13 What you heard from me, keep as the pattern of sound teaching, with faith and love in Christ Jesus. 14 Guard the good deposit that was entrusted to you – guard it with the help of the Holy Spirit who lives in us.

Examples of disloyalty and loyalty
15 You know that everyone in the province of Asia has deserted me, including Phygelus and Hermogenes.

16 May the Lord show mercy to the household of Onesiphorus, because he often refreshed me and was not ashamed of my chains. 17 On the contrary, when he was in Rome, he searched hard for me until he found me. 18 May the Lord grant that he will find mercy from the Lord on that day! You know very well in how many ways he helped me in Ephesus.

Reflection

Paul writes this letter from Rome in around 67 AD where he was a political prisoner. He clearly thinks a lot of Timothy, claiming him as a spiritual son and calling out the rich heritage of faith passed down from his mother and grandmother. But Paul is also acutely aware of the struggles Timothy is facing as Christians continue to be persecuted by Emperor Nero who has scapegoated them for a fire that destroyed half the city a few years before.

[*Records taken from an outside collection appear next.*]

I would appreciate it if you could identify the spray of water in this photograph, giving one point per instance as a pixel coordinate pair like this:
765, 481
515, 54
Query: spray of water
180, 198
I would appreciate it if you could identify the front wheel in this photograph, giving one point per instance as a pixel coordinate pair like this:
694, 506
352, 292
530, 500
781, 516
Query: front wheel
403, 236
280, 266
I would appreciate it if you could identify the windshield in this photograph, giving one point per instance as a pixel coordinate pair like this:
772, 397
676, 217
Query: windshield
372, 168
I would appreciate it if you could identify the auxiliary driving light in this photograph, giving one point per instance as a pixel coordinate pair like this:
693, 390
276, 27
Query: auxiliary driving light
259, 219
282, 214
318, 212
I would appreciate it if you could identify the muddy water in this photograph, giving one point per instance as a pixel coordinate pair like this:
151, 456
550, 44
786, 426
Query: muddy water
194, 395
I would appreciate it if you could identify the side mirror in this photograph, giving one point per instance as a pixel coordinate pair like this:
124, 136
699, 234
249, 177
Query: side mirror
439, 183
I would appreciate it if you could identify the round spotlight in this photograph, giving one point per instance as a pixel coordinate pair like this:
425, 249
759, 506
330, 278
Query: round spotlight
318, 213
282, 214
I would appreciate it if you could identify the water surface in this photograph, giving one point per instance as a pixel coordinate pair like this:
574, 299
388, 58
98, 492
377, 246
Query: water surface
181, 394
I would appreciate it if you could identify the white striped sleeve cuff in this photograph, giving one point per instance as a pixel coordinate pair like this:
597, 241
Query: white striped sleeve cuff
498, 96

It must have been hugely tempting for Timothy, a young pastor in Ephesus, to turn away from Paul and it's clear that others already have (yes, we're talking about you Phygelus and Hermogenes). To follow someone who has been locked away for a few years by this point, who is becoming increasingly unpopular in society must have been too big a risk for some. But Paul asks Timothy not to be ashamed and to suffer with him for the gospel.

In more recent times, another man who sent influential letters from prison wrote the following:

“If today's church does not recapture the sacrificial spirit of the early church, it will lose its authenticity, forfeit the loyalty of millions, and be dismissed as an irrelevant social club with no meaning for the twentieth century.”

Martin Luther King Jr., along with Gandhi and Nelson Mandela, all found themselves as political prisoners in the last century.  In his "Letter from Birmingham Jail", MLK makes it clear that striving and sacrifice is vital for the church's survival.

What sacrifice is God calling us to make in 2022?